The amount of money that the UK will pay the EU in compensation for country’s withdrawal from the bloc is unlikely to be determined before November, Brexit Secretary David Davis said Tuesday.
“There won’t be a number by October or November,” Davis said on air of BBC Radio 4 broadcaster, answering a question about the timing for “divorce bill.”
Davis declined to say by when the exact payment would be set.
The UK held a referendum on June 23, 2016, deciding to leave the European Union.
Financial settlement became one of the main disputed issues at negotiations between the two parties.
According to various reports, the European Union may demand up to 109 billion dollars from the UK.
However, Brussels has not submitted its final demand yet.
Brexit negotiations officially started on June 19, when Davis arrived in Brussels to negotiate the terms with his EU counterpart Barnier.

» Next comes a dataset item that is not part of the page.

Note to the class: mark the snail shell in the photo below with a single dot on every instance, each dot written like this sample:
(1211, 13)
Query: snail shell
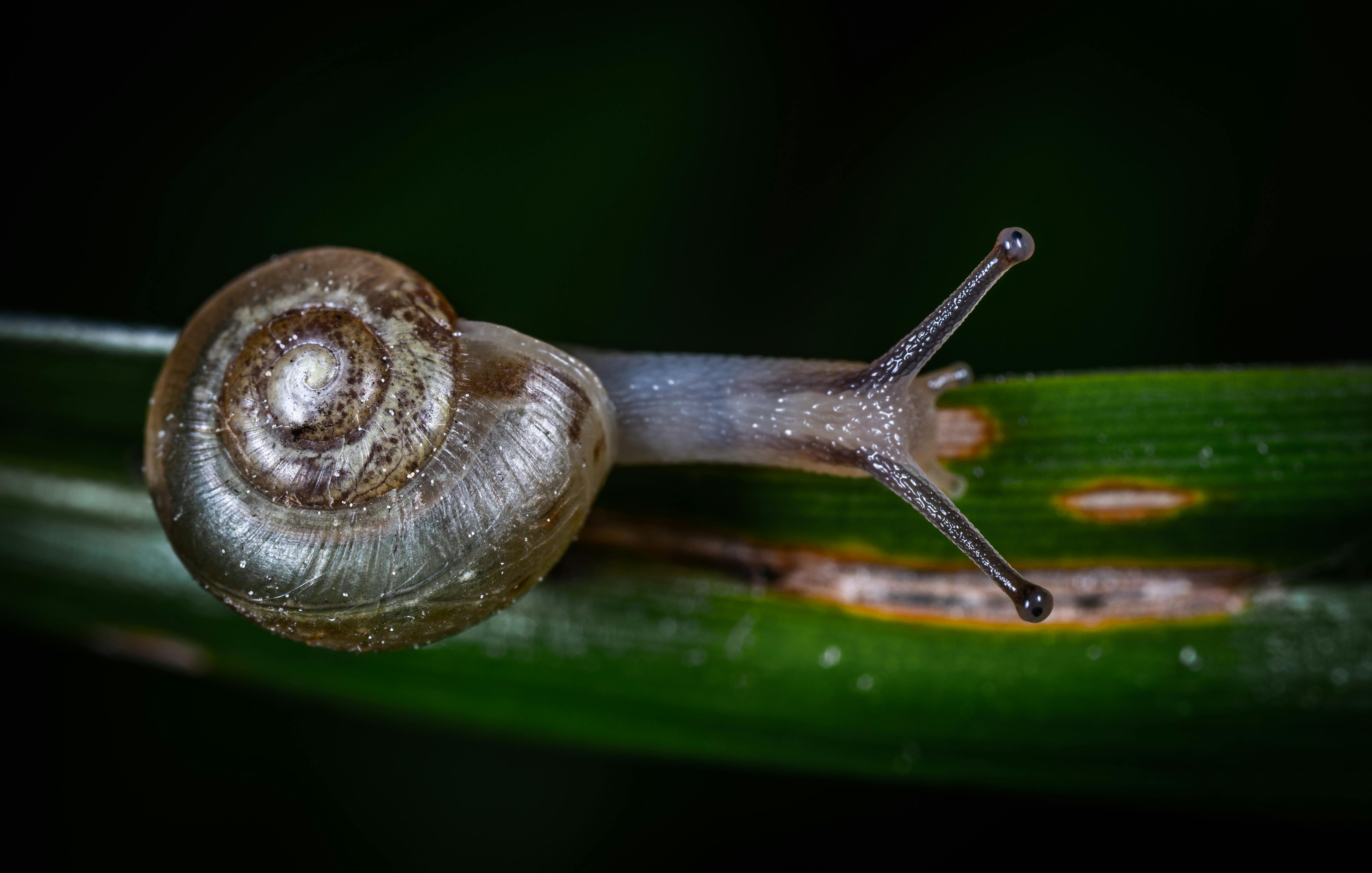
(344, 460)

The talks are expected to conclude by the end of March 2019.
It was reported that the EU’s initial offer suggested that all UK nationals residing in the bloc would be able to benefit from all the rights they currently enjoy, including the freedom of movement.
In June, the UK government suggested that EU nationals residing in the United Kingdom would have to apply for “settled status.”
In July, media reported that UK nationals residing in the European Union might lose the right to move freely between EU member states or travel back and forth from the UK, unless London offers the same guarantees to the bloc’s residents residing in the country.